# Show name help!



## Twilight Arabians (Dec 14, 2008)

oh also he's 5 year old, he's black with dappling. and he's an arab.


----------



## Twilight Arabians (Dec 14, 2008)

here's a pic!


----------



## StormyBlues (Dec 31, 2008)

Midnight Tango
Onex is a pretty nice name too!


----------



## Twilight Arabians (Dec 14, 2008)

anyone else??


----------



## hrsjmpr32 (Nov 4, 2008)

After Dark
Eleven fifty nine


----------



## hunterchic (Feb 4, 2009)

Black Gold
Or something with his sire's name in it
Ink Heart
Starless Night
Qouth the Raven
Pitch Black
Galaxy
Ebony Sunshine
Hush Hush


----------



## Welshponyfan (Jan 24, 2009)

I'm A Show Stoper.

Watch The Sky

Hes So Pretty Too


----------



## ilovestitch (Dec 22, 2006)

Midnight Temptation
Moon Shadow
Majestic Trait
Midnight Fever 
Miles of Mystery
One Elegant Storm
Oracle Night
Dancing Nightmare
Dancing in the dark
Dark Asset
Dark Edge
Dark Shades of Gray


----------



## morganshow11 (Dec 19, 2008)

Olympic Display


----------



## horsegirl123 (Jan 7, 2009)

Ooo!
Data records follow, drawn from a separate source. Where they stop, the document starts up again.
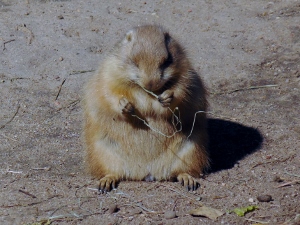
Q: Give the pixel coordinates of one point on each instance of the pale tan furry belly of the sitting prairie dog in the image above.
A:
(140, 153)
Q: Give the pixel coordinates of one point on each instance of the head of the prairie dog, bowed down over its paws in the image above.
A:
(152, 57)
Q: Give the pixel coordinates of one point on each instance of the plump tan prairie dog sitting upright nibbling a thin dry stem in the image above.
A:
(139, 110)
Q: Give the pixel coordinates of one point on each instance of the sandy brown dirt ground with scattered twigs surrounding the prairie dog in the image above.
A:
(248, 54)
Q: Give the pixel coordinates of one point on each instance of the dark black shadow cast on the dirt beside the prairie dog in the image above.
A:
(230, 142)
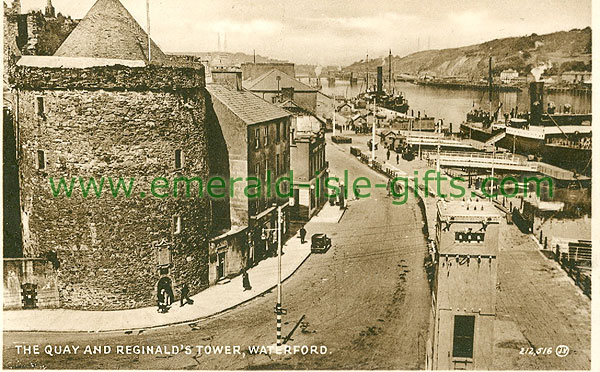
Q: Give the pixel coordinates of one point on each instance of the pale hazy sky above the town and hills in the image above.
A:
(338, 32)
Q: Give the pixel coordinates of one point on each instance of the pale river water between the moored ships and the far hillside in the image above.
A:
(453, 105)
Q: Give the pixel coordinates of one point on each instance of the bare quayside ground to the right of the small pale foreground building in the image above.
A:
(537, 306)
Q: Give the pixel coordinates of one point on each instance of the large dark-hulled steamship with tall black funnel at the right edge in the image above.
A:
(557, 137)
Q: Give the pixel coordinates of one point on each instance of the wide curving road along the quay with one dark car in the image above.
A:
(366, 300)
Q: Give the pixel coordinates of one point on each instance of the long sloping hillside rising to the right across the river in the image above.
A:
(561, 50)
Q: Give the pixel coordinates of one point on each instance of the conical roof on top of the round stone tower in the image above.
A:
(109, 31)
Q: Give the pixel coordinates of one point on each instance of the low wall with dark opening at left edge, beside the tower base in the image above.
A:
(37, 271)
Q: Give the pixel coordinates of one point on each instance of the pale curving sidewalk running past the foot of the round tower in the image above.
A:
(212, 301)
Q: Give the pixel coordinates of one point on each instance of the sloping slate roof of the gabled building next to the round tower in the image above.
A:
(250, 108)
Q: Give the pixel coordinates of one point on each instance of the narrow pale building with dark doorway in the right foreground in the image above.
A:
(464, 288)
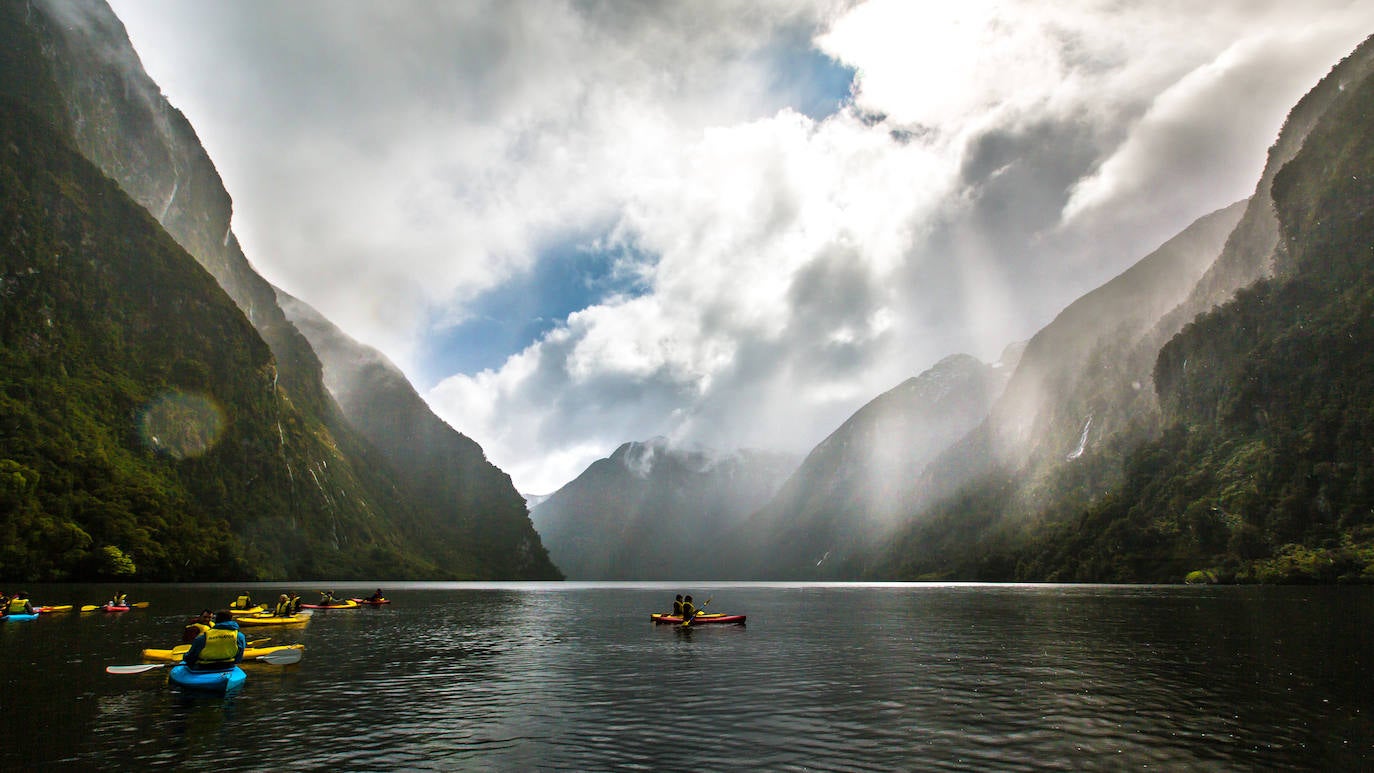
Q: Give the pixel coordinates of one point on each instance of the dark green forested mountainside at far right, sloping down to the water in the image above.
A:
(1257, 452)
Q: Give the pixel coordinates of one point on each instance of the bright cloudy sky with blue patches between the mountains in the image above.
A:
(732, 224)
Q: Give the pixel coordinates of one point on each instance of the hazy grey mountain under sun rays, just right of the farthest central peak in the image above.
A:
(843, 500)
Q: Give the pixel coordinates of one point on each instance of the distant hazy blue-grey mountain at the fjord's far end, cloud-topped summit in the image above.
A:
(653, 511)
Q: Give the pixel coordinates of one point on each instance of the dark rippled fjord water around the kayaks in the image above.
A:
(824, 678)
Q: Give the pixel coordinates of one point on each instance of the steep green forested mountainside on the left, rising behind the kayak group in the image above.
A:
(148, 429)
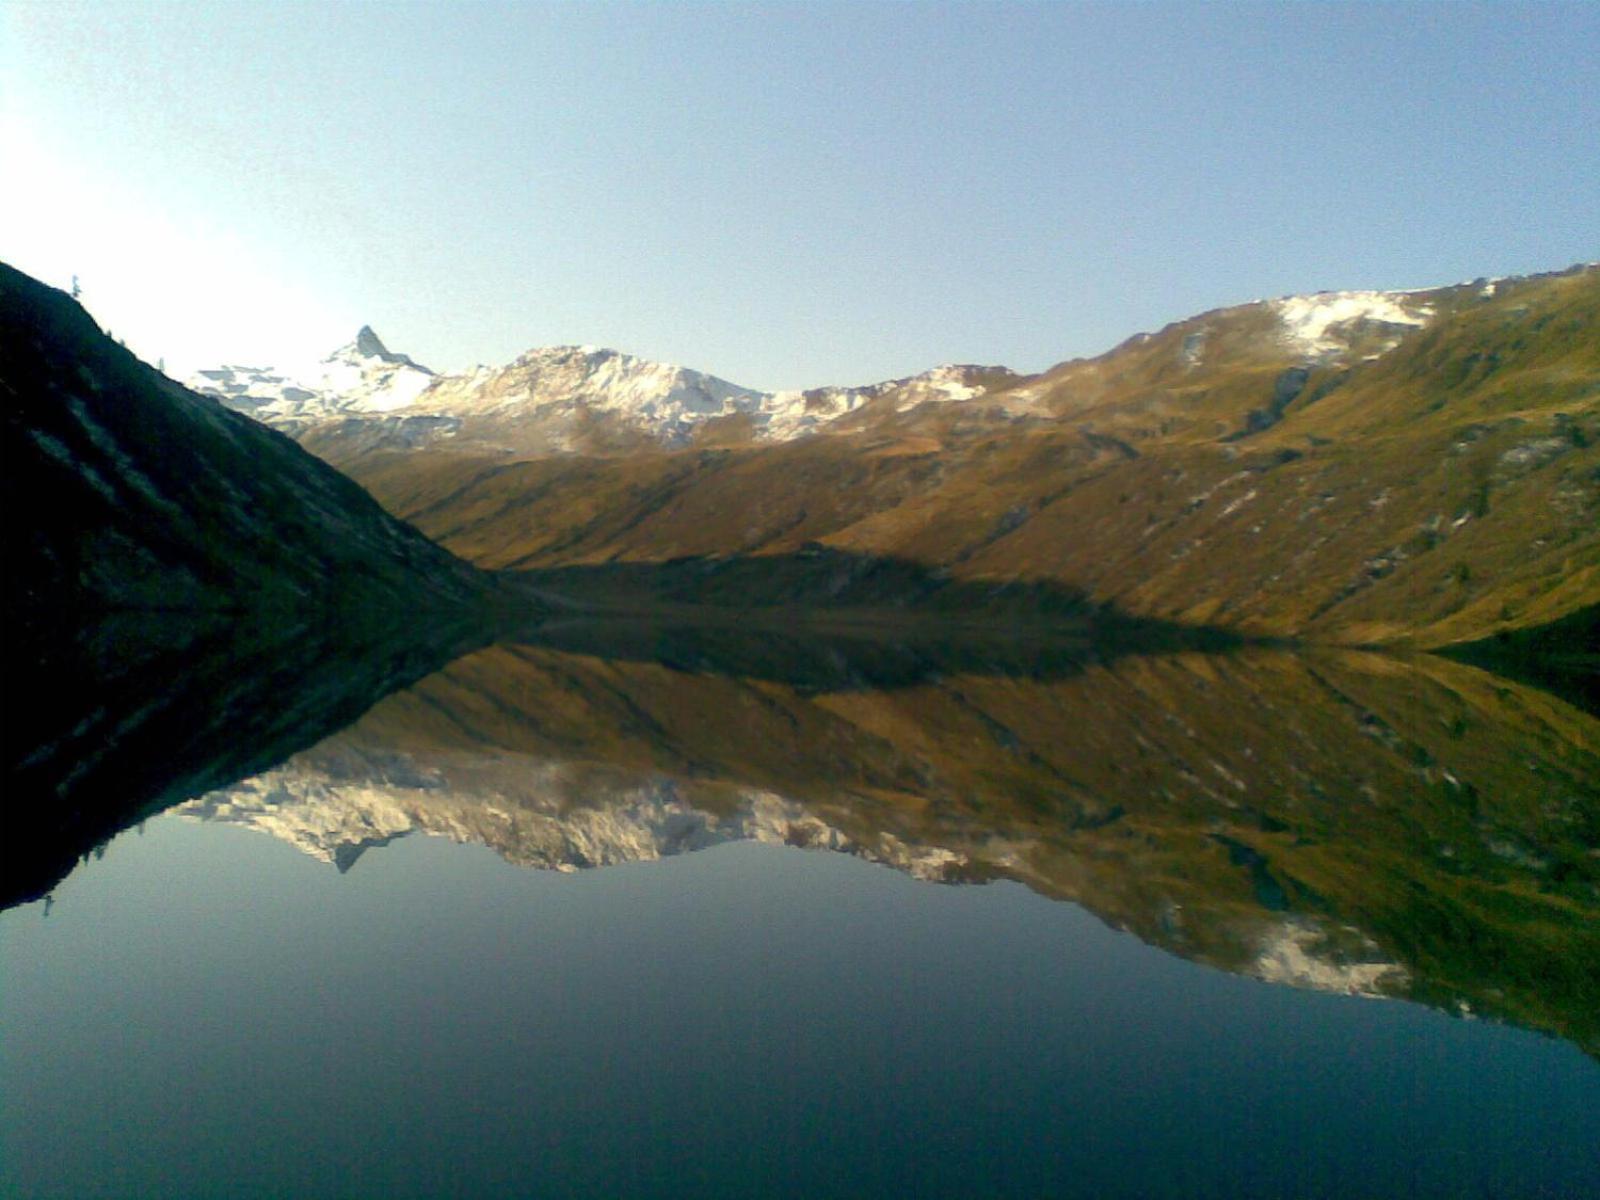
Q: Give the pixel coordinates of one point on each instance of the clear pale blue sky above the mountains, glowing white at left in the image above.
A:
(785, 196)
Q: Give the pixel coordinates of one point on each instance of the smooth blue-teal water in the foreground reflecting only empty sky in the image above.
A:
(209, 1012)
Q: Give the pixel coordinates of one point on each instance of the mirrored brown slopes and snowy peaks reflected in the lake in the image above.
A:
(1338, 822)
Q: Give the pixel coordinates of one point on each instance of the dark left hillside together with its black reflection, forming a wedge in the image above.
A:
(188, 594)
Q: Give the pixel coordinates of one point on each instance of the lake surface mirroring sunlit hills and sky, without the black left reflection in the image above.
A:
(210, 1012)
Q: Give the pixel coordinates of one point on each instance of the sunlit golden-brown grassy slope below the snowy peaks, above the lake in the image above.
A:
(1423, 486)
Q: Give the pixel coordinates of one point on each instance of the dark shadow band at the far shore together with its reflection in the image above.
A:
(826, 620)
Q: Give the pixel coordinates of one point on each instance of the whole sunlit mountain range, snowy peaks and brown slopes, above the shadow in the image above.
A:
(1366, 466)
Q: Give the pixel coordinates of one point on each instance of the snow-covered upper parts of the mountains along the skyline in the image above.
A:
(566, 399)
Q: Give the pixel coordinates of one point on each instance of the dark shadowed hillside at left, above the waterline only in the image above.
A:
(126, 490)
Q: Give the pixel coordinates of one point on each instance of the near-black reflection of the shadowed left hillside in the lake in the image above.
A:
(118, 719)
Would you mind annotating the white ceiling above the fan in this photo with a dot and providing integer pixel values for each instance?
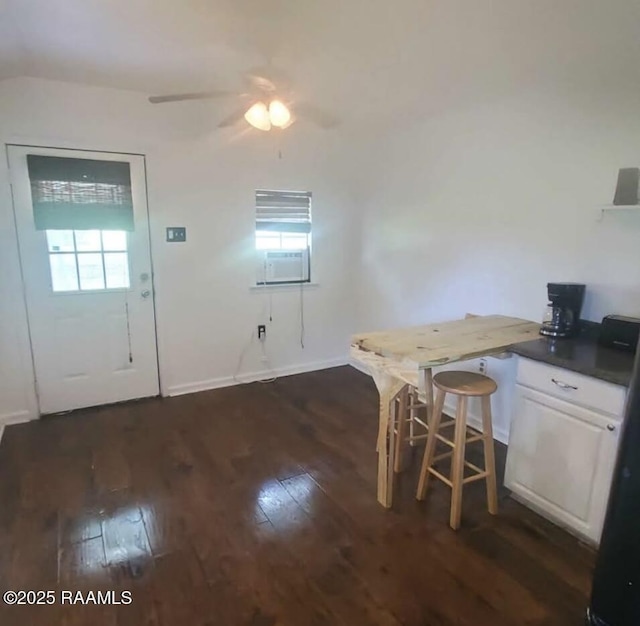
(380, 59)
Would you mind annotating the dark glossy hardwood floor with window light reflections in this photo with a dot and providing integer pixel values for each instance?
(255, 505)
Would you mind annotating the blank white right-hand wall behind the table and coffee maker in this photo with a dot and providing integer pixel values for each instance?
(478, 209)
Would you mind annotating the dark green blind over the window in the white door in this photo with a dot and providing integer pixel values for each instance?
(80, 194)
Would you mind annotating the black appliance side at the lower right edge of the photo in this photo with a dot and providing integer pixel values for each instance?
(615, 597)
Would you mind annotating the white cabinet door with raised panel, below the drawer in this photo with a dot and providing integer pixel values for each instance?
(561, 458)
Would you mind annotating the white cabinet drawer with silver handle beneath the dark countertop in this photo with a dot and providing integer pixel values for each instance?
(572, 387)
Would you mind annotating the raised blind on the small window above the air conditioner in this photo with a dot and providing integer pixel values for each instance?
(283, 211)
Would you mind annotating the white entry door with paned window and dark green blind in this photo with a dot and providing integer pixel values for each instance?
(89, 289)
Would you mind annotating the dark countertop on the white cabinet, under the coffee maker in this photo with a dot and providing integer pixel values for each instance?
(582, 355)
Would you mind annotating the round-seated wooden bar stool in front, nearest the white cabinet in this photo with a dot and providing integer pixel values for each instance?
(463, 385)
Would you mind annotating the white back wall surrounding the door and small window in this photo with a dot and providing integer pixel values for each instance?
(203, 179)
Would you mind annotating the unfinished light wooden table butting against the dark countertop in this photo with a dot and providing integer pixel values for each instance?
(395, 358)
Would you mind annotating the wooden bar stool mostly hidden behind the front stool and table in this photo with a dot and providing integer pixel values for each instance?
(408, 421)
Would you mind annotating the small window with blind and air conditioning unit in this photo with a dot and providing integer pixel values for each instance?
(283, 236)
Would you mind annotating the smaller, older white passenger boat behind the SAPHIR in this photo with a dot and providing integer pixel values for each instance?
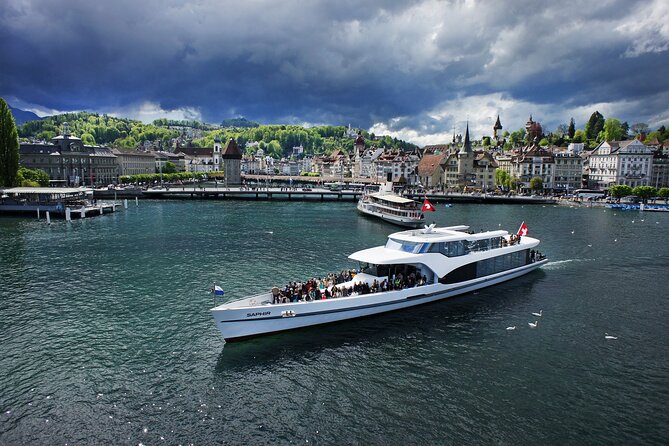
(387, 205)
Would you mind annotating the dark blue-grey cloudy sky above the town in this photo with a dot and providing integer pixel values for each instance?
(413, 69)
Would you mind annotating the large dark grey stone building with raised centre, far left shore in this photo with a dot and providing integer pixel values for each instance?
(69, 162)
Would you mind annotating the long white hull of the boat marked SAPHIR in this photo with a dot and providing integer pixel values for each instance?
(244, 322)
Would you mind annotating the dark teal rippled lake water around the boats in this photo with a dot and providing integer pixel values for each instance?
(107, 338)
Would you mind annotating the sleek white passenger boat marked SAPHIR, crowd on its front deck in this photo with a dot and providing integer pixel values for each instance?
(417, 266)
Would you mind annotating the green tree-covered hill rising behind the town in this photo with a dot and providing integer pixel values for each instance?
(276, 140)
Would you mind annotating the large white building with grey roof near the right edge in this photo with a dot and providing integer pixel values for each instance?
(620, 162)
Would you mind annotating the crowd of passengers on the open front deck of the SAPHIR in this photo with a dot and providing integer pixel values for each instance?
(332, 286)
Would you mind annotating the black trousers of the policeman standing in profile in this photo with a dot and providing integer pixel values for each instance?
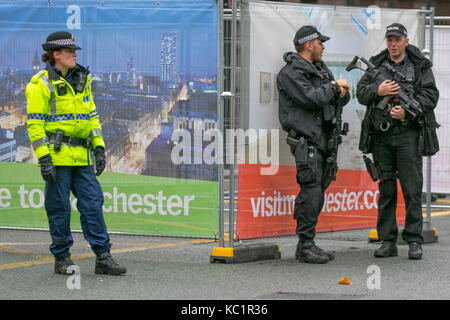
(310, 200)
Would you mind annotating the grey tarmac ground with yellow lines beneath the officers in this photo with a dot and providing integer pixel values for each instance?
(178, 268)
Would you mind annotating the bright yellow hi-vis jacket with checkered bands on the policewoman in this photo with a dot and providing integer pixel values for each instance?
(74, 113)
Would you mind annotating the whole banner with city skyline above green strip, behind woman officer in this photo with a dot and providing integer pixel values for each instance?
(154, 81)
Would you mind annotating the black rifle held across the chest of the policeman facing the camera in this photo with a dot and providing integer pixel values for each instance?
(405, 95)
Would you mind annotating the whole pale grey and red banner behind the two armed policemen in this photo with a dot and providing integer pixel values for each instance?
(351, 200)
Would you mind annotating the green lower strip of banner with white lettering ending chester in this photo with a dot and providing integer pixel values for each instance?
(133, 203)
Soo handsome!!! Sorry, can't think of any good show names right now..


----------



## ALYJOMOFO (Dec 30, 2008)

i like "On The Rocks" like a drink. Onyx is a cute barn name


----------



## LeahKathleen (Mar 5, 2009)

"On The Rocks" is so cute! And it goes with his barn name. Or even "On The Rox" or something like that. :] Good luck!


----------



## manhirwen (Jul 2, 2008)

Onyxia's Panther?


----------



## horseluver50 (Mar 19, 2009)

In the Dawn of Time


----------



## horseluver50 (Mar 19, 2009)

Heart of a Knight
Once upon a night
Deathly Shadows


----------



## TipTop (Mar 2, 2007)

How about Black Magic?


----------



## manhirwen (Jul 2, 2008)

How about Vroom Vroom Party Starta! J/K

My aunt used to have a horse named black magic now that I think of it.


----------



## Liberty (Jan 18, 2009)

See Me Excel
On The Brink
Intrepid 
Danny Ding Aling
Birthday Boy
That's Show Biz <--- my instructor's favorite saying
Catch Me If You Can
See Me Fly
Onyx N' Ice
Ebony Onyx <--- that's the name of the dam of one of the horses I ride "Antu Ebony Onyx" 
Onyx Alyixzar [Elixir]
Jump To Conclusions


----------